Data were analyzed with Prism 6.0 (GraphPad Software, USA). Student’s t test (two tailed) were performed between two groups and one-way analysis of variance (ANOVA) followed by Tukey post hoc test was performed for multiple comparison. P < 0.05 was considered significantly different. Data represented triplicates as mean ± standard deviation (SD).

Results

Expression of miR-221 in hRMEC was high while that of SIRT1 was low in high glucose condition

To evaluate miR-221 and SIRT1 level in hRMEC under HG treatment, hRMEC were cultured under NG or HG condition for 48 h. The mRNA level was detected by qRT-PCR analysis and protein level was detected by Western blot analysis. The miR-221 level in cells of HG group was significantly upregulated compared to NG group (Fig. 1a). Both mRNA level and protein level were dramatically suppressed by HG treatment compared with NG group (Fig. 1b, c). We thus conclude that HG could cause miR-221 upregulation and SIRT1 downregulation in hRMEC.

Fig. 1
figure1

Expression of miR-221 in hRMEC was high while that of SIRT1 was low in high glucose condition. a: Detection of the expression of miR-221 in hRMEC under NG and HG conditions by qRT-PCR. (** indicates P < 0.01). b: Detection of SIRT1 mRNA expression in hRMEC under NG and HG conditions by RT-PCR. (* indicates P < 0.05). c: Detection of SIRT1 protein expression in hRMEC under NG and HG conditions by WB assay. Full-length blots are presented in Supplementary Figure 1C. Statistical analysis of relative SIRT1 expression level was conveyed and displayed in columns (* indicates P < 0.05). GAPDH served as loading control

MiR-221 aggravated HG-induced apoptosis in hRMEC cells

We next tried to evaluate whether miR-221 could affect cell viability and apoptosis of hRMEC. Mimics or inhibitor of miR-221 were successfully transfected into hRMEC and miR-221 level were detected by qRT-PCR (Fig. 2a). Cell viability was then detected by MTT assay. Over expression of miR-221 inhibited viability while miR-221 inhibitor alleviated HG induced viability inhibition (Fig. 2b).
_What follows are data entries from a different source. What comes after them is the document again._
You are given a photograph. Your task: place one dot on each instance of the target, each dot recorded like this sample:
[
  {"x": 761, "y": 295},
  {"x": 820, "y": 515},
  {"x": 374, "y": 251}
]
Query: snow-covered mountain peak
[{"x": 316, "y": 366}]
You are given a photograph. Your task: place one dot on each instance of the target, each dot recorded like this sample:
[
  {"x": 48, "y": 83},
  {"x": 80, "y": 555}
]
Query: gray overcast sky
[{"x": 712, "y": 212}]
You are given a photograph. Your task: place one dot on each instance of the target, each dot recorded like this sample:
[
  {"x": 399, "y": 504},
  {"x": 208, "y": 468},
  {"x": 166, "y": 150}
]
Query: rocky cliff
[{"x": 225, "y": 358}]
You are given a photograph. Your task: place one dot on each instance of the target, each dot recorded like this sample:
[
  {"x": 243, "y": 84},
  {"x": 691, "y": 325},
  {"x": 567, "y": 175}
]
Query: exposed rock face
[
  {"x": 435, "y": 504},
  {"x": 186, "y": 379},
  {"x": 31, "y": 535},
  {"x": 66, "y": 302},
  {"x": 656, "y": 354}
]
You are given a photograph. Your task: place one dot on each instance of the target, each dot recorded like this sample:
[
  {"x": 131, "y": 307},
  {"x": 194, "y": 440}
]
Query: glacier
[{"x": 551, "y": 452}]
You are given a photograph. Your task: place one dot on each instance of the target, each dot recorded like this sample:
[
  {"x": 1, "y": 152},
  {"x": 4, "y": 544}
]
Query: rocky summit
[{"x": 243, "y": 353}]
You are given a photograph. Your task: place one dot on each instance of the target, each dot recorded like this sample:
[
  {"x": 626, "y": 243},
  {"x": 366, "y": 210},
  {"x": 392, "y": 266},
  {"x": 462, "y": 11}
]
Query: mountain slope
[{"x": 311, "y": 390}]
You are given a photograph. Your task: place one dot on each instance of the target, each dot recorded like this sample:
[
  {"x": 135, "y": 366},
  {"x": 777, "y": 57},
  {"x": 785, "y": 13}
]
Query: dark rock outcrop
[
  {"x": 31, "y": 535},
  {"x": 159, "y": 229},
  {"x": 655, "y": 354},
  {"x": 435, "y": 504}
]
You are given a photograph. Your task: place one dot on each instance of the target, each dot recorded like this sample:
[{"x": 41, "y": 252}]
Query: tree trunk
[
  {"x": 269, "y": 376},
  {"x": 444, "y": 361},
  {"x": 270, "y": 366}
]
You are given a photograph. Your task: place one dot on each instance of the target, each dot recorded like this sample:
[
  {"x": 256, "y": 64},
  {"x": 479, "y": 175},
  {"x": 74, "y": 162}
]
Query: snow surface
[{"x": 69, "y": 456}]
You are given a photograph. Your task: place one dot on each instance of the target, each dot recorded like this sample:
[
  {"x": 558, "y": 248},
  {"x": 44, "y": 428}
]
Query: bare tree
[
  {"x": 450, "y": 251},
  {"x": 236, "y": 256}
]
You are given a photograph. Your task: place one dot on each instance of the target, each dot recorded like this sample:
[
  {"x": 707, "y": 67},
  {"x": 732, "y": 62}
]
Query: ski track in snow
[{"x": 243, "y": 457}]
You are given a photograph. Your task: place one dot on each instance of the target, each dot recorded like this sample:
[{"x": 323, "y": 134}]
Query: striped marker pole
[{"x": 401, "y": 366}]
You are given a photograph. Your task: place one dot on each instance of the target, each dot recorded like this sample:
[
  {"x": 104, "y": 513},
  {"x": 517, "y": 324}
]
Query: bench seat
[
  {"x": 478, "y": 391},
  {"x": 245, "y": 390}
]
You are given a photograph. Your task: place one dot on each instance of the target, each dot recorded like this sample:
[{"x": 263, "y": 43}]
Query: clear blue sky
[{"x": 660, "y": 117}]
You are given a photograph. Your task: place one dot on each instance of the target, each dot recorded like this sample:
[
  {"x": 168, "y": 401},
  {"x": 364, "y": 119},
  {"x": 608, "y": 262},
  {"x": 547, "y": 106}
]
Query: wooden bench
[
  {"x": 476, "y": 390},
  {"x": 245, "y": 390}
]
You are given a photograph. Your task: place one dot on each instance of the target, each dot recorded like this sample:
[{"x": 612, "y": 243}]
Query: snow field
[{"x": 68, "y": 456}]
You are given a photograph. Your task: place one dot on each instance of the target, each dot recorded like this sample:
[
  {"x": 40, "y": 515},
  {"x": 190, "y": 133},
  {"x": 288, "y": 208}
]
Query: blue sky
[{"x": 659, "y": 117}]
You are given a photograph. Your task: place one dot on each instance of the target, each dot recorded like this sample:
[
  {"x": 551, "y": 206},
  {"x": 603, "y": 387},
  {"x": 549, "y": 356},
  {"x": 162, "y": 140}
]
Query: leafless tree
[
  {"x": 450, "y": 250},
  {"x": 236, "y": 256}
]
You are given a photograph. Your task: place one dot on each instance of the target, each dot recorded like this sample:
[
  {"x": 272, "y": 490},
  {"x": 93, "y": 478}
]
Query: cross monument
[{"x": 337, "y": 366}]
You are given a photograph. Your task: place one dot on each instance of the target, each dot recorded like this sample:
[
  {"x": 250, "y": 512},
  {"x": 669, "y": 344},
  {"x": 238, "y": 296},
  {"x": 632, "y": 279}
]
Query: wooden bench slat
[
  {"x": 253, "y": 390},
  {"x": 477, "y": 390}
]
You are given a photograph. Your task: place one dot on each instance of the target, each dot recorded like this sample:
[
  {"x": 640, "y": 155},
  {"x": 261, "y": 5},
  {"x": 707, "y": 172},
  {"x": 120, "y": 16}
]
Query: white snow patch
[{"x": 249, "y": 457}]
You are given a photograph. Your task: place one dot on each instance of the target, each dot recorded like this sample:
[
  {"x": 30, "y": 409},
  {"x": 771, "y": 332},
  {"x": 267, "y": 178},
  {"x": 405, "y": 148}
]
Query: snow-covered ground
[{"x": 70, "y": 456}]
We also detected apoptosis of these cells. miR-221 overexpression significantly promoted apoptosis of hRMEC and the apoptosis rate was approximately 32% in miR-221 mimics group, while miR-221 inhibitor inhibited HG included apoptosis and the apoptosis rate was only approximately 11%. The apoptosis rate in control group, mimics NC group and inhibitor NC groups were similar to each other (approximately 18, 19 and 21%, respectively) (Fig. 2c and d). Apoptosis marker proteins were then detected by Western Blot to validate these finding. Apoptotic protein cleaved-caspase3 and Bax were significantly upregulated while anti-apoptotic protein Bcl-2 was downregulated in the miR-221 mimics group. Meanwhile, opposite results were observed in miR-221 inhibitor groups, where miR-221 inhibitor downregulated expression of cleaved caspase-3 and Bax while upregulating Bcl-2 (Fig. 2e). All these results taken together indicated that miR-221 could facilitate HG induced apoptosis in hRMEC.

Fig. 2
figure2

MiR-221 aggravates HG-induced apoptosis in hRMEC cells. a: qRT-PCR analysis of miR-221 level in hRMEC transfected with miR-221 mimics or inhibitor as indicated. (** indicates P < 0.01; *** indicates P < 0.001). b: MTT analysis of viability of HG included hRMEC transfected with miR-221 mimics or inhibitor as indicated. (* indicates P < 0.05; ** indicates P < 0.01). c: Apoptosis analysis of HG included hRMEC transfected with miR-221 mimics or inhibitor as indicated by FACS. d: Statistical analysis of FACS results in c. (* indicates P < 0.05; ** indicates P < 0.01). e: WB detection of cleaved-caspase 3, Bcl-2 and Bax expression in hRMEC transfected with miR-221 mimics or inhibitor as indicated. Full-length blots are presented in Supplementary Figure 2E. Statistical analysis of relative expression was conveyed and displayed in columns. (* indicates P < 0.05; ** indicates P < 0.01)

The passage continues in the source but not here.